Ngige Ministers travel allowance

The Minister of Labour and Employment, Chris Ngige has restated his stance that there was no problem with doctors leaving the country for abroad as long as they help to repatriate money to strengthen the economy.

Dismissing the rumpus arising from his interview with Channels Television on Wednesday, Dr Ngige in a statement insisted that the television panel deliberately misinterpreted his assertions.

A statement by the Special Assistant Media to the Minister, Nwachukwu Obidiwe said Sen. Ngige being a patriotic Nigerian, a medical doctor, and one who neither shies away from speaking on the reality of the Nigerian situation nor given to pretences, fully appreciates the sensitivity of the issue at hand and the consequential negative import of brain drain on national productivity.

 “I speak from the vintage position of being a medical doctor and member, Nigerian Medical Association since June, 1979 and enriched by my vast knowledge on health administration, having retired as a Deputy Director, Medical Services and Training from the Federal Ministry of Health in 1998, member of Vision 2010 Committee on Health as well as senior member, Senate Committee on Health 2011-2015.

 “Therefore, the truth no matter how it hurts, must be told and reality, boldly faced. Hence, apart from Nigeria’s non-compliance with the World Health Organisation’s ratio of one doctor to six hundred patients ofwhich I was misquoted, every other thing I said in that interview is an existential reality, useful and constructive facts which every Nigerian that watched the full inteeirview will hardly dispute.

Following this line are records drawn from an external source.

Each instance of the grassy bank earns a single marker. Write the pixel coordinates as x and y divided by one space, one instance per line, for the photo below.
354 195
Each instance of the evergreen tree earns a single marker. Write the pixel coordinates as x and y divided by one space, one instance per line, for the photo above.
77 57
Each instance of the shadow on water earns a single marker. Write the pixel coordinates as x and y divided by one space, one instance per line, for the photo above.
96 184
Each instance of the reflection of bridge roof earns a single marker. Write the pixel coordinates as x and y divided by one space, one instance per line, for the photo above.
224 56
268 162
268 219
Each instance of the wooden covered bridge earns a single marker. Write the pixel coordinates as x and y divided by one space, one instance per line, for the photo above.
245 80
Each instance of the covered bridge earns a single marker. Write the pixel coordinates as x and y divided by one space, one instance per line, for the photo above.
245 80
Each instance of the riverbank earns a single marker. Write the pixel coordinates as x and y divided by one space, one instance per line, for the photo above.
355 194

I invite opinion moulders especially those who have spoken or written on this issue to watch the full clip of my interview with the channels.

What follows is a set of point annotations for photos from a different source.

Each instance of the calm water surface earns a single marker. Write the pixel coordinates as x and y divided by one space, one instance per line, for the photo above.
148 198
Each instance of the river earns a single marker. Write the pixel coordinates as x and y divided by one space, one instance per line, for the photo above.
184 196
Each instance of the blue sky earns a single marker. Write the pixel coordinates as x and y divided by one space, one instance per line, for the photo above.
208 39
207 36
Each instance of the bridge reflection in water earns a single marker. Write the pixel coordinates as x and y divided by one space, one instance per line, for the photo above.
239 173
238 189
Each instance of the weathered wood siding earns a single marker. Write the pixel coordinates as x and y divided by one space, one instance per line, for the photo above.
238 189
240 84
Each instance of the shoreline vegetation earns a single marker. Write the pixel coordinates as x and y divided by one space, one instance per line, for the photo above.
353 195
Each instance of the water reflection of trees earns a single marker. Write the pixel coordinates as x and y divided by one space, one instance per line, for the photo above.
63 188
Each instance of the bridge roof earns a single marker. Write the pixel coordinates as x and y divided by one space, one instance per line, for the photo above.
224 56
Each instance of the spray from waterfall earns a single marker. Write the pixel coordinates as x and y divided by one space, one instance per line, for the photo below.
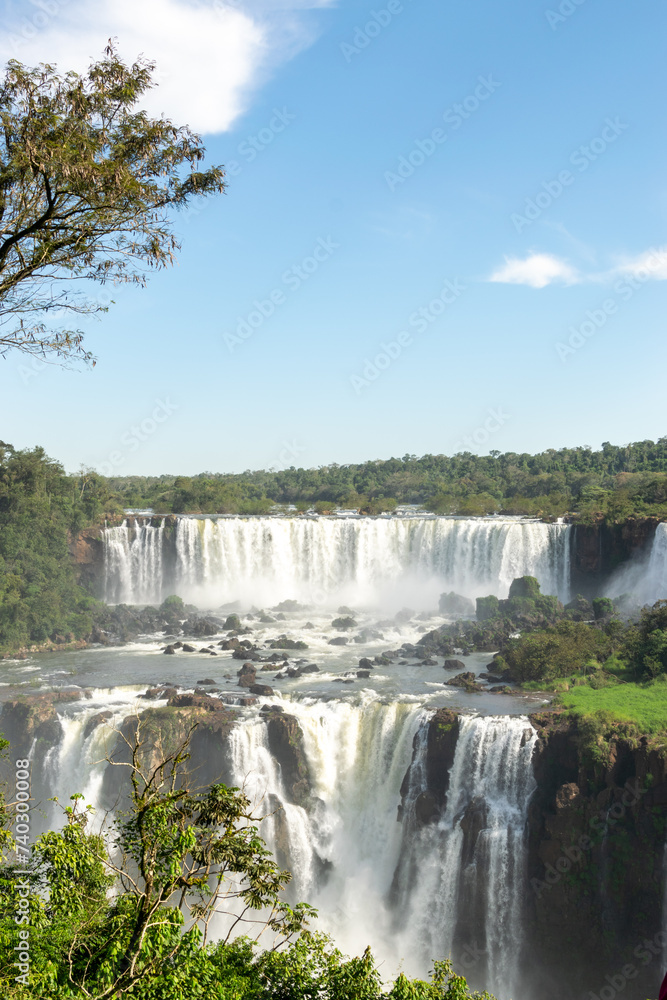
367 561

 “And it is for this reason that I admitted having a little cause to worry about brain drain among medical doctors .The fact is that while the federal government has recorded a remarkably steady improvement in our healthcare system, Nigeria is yet to get there. We do not at present have enough health facilities to accommodate all the doctors seeking to do  tertiary specialist training (residency) in the Teaching Hospitals, Federal Medical Centres and few accredited state and private specialist centres in the country, where roughly 20% of the yearly applicants are absorbed while the remaining 80%,  try their luck elsewhere.”

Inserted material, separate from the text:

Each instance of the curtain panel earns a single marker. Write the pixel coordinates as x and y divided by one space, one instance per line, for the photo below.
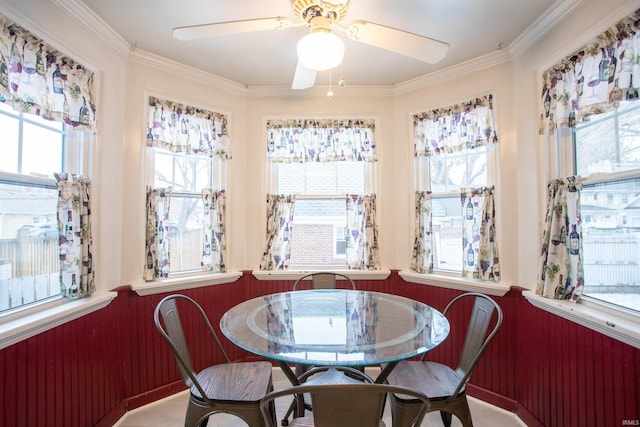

According to the statement, most of these rejected applicants usually throng the Federal Ministry of Health and that of Labour and Employment to complain of being illegally schemed out.

“What the Minister meant therefore is that these professionals have the right to seek for training abroad to sharpen their skills, become specialists and later turn this problem to a national advantage when they repatriate their legitimate earnings and later return to the country.

“Even where some of these doctors are bonded to their oversea training institutions, examples abound on the large number of them who have successfully returned to settle and establish specialist centres across the country. It is therefore a question of turning your handicap to an advantage.   

“This situation in any case is not peculiar to Nigeria as countries like Pakistan, Ceylon, Bangledesh exported teachers to secondary schools in the old Eastern and Northern Regions in the sixties and seventies where their earnings were also repatriated to their countries.  

The statement further stated that the Ministry of Labour and Employment has a migration policy, developed with the European Union to assist skilled Nigerians work and earn decent living abroad, adding that the Senior Special Assistant to the President on Diaspora has done a lot of work in encouraging Nigerian professionals abroad to return, with a good number of doctors relocating from the United States and other European countries.

It also said the problem was not limited to doctors seeking specialization as   young medical officers who graduate from medical schools spend two to three years looking for a space for Housemanship.